Issuing cease-and-desist letters to Arizona businesses selling COVID-19 cures or treatments, warning letters to gyms on cancellation policies, warnings about bogus “assists” in obtaining government stimulus checks and addressing scams that specifically target seniors are just a few examples of where the AG’s office is staging attacks on these would-be predators.
Brnovich also cautions that the current social-distancing environment can exacerbate already existing problems for many. “Even before this pandemic, we had a serious issue in this country relating to mental health. Last year this country lost about four thousand people a month as a result of suicide and one of the things I’m worried about is depression and the overall affect this crisis is going to have on mental health.
“One of the things I think is so important to remind people is that even with this isolation and social-distancing we need to remember to stay in touch with parents, grandparents, aunts, uncles those people who may not have people around and perhaps aren’t adept at using things like social media. Make sure you let them know that someone cares about them.”
WED TO THE LAW
Married to U.S. District Court Judge Susan Brnovich, the two met while they were both working as prosecutors in the Maricopa County Attorney’s Office. “I’m guessing it wasn’t my looks that attracted her,” Brnovich jokes, “But she does tell our kids that she used to come watch me in trial because she loved how good I was in the courtroom. So at least I have that going for me.”
When asked how being part of a “power-couple” impacts his life, Brnovich smiles devilishly and quips, “Well now I have to rise every time she comes into the room!”

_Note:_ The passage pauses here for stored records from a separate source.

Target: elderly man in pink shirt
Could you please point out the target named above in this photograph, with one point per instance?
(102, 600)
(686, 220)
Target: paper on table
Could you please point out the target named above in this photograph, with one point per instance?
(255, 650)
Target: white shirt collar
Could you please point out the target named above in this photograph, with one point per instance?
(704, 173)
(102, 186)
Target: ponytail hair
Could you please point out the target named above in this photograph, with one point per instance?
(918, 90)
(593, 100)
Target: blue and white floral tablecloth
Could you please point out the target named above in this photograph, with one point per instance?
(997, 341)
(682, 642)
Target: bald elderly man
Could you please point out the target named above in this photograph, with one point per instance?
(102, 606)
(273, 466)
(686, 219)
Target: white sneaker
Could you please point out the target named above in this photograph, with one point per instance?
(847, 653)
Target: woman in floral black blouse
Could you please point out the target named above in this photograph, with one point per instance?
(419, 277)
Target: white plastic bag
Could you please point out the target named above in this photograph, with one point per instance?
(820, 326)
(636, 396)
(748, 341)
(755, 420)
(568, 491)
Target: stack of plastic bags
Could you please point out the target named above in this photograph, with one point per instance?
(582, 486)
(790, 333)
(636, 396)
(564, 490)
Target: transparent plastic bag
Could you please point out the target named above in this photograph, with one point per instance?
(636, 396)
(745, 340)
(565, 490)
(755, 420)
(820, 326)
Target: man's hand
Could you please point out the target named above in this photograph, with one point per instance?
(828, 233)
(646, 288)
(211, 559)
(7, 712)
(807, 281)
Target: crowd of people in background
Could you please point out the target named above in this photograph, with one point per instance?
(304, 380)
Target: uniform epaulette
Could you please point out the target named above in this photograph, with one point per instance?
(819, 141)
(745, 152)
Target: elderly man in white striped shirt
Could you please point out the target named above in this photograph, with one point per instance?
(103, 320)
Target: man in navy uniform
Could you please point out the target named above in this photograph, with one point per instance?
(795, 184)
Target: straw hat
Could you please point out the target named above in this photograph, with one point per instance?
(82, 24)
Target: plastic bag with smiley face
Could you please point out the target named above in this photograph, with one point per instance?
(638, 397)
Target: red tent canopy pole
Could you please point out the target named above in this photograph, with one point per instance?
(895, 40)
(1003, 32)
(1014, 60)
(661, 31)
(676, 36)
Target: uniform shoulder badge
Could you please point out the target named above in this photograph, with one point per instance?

Just like the rest of us, the virus has impacted Brnovich’s homelife as well. He says that while both he and his wife continue to attend to their duties, going to work every day, the real challenge has been to find creative ways to keep their two very active teenage daughters entertained.
“Our girls are very good students and right now of course, are doing school from home,” he says. “They get a little stir crazy, so I notice we’re taking a lot more walks at night as a family. My heart goes out to those who aren’t so fortunate as Susan and I who still have our jobs, because I know so many people are not in that same position. There are still so many unknowns. I guess this whole situation is a good reminder for us to count our blessings, spend time with our families, be thankful that everyone’s healthy and do everything we can to stay safe.”